Aspiration Syndromes


Aspiration Syndromes

Aspiration of material that is foreign to the lower airway produces a varied clinical spectrum ranging from an asymptomatic condition to acute life-threatening events, such as occur with massive aspiration of gastric contents or hydrocarbon products. Other chapters discuss mechanical obstruction of large- or intermediate-size airways as occurs with foreign bodies (see Chapter 414 ) and infectious complications of aspiration and recurrent microaspiration (see Chapter 426 ), such as may occur with gastroesophageal reflux (see Chapter 349.1 ) or dysphagia (see Chapter 332 ). Occult aspiration of nasopharyngeal secretions into the lower respiratory tract is a normal event in healthy people, usually without apparent clinical significance.

Gastric Contents

Aspiration of substantial amounts of gastric contents typically occurs in the context of vomiting. It is an infrequent complication of general anesthesia, gastroenteritis, or altered level of consciousness.
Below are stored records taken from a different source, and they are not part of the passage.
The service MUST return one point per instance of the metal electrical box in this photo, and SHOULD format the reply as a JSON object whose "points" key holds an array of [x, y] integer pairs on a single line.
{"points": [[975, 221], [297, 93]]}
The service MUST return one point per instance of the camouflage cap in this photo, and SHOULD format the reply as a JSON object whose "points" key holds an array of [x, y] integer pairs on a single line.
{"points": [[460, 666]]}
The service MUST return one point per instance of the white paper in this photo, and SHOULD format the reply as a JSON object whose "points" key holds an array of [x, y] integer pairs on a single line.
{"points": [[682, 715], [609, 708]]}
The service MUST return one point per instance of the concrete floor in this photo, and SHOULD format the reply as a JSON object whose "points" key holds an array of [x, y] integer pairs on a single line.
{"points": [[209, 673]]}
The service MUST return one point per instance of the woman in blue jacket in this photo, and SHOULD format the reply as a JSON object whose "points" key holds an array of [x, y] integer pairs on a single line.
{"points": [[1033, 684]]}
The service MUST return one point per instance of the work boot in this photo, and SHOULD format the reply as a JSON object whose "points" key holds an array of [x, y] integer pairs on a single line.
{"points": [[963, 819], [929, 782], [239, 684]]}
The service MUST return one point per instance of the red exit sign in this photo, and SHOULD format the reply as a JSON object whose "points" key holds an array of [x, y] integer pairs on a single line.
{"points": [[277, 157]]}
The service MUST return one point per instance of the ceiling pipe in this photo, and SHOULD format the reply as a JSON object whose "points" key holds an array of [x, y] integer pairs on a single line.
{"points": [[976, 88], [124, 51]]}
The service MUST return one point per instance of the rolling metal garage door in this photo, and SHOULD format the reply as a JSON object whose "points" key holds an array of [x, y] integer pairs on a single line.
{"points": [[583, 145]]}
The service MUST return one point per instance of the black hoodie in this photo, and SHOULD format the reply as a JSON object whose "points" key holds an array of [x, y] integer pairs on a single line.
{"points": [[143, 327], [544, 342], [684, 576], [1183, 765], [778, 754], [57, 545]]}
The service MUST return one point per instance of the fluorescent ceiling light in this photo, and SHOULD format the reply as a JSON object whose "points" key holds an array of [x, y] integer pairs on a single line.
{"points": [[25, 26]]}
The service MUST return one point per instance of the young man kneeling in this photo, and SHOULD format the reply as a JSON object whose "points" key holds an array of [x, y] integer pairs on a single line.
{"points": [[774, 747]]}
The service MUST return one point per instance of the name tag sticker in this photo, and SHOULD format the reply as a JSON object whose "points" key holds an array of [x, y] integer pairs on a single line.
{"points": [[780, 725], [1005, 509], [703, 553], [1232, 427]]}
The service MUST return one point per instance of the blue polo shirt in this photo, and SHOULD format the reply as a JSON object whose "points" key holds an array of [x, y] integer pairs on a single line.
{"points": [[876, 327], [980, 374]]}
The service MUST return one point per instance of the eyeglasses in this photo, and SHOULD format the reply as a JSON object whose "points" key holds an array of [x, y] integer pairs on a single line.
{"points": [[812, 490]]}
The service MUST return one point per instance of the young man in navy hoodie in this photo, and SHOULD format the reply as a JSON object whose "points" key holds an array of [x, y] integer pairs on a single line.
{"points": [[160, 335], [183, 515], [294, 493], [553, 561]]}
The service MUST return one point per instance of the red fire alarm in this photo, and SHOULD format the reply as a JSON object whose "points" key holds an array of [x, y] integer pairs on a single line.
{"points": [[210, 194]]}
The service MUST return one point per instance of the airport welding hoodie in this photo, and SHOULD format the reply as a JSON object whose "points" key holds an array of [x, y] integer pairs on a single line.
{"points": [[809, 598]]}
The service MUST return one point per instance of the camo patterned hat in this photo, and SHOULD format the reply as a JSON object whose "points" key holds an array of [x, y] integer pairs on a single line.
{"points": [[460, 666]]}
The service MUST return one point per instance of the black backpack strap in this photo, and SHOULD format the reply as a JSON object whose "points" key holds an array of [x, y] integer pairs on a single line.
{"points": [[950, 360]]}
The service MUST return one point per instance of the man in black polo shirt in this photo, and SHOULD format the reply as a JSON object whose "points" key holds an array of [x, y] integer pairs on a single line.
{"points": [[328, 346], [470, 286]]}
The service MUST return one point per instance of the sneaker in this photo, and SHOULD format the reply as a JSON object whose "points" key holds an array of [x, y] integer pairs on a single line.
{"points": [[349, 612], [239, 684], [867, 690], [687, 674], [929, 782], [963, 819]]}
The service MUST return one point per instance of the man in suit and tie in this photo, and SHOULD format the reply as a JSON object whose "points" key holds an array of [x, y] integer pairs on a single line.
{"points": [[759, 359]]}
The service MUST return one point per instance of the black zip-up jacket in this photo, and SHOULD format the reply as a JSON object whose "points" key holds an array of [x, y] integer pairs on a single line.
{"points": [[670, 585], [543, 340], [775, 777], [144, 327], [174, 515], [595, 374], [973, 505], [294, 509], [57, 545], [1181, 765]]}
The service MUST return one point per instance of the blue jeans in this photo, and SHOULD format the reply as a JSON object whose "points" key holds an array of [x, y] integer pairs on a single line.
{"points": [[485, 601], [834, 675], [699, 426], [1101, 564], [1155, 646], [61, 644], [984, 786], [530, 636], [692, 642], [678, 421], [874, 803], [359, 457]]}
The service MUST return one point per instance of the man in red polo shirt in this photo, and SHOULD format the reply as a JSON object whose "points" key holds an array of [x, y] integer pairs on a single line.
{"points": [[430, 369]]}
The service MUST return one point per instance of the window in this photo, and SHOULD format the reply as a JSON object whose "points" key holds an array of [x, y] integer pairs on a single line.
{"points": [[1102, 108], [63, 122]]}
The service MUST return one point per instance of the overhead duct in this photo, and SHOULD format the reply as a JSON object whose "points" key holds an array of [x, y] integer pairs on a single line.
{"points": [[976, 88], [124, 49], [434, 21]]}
Among 63,180 pediatric patients undergoing general anesthesia, 24 cases of aspiration occurred, but symptoms developed in only 9. Pathophysiologic consequences can vary, depending primarily on the pH and volume of the aspirate and the amount of particulate material. Increased clinical severity is noted with volumes greater than approximately 0.8 mL/kg and/or pH < 2.5. Hypoxemia, hemorrhagic pneumonitis, atelectasis, intravascular fluid shifts, and pulmonary edema all occur rapidly after massive aspiration. These occur earlier, become more severe, and last longer with acid aspiration. Most clinical changes are present within minutes to 1-2 hr after the aspiration event. In the next 24-48 hr, there is a marked increase in lung parenchymal neutrophil infiltrations, mucosal sloughing, and alveolar consolidation that often correlates with increasing infiltrates on chest radiographs. These changes tend to occur significantly later and are more prolonged after aspiration of particulate material. Although infection usually does not have a role in initial lung injury after aspiration of gastric contents, aspiration may impair pulmonary defenses, predisposing the patient to secondary bacterial pneumonia. In the patient who has shown clinical improvement but then demonstrates clinical worsening, especially with fever and leukocytosis, secondary bacterial pneumonia should be suspected.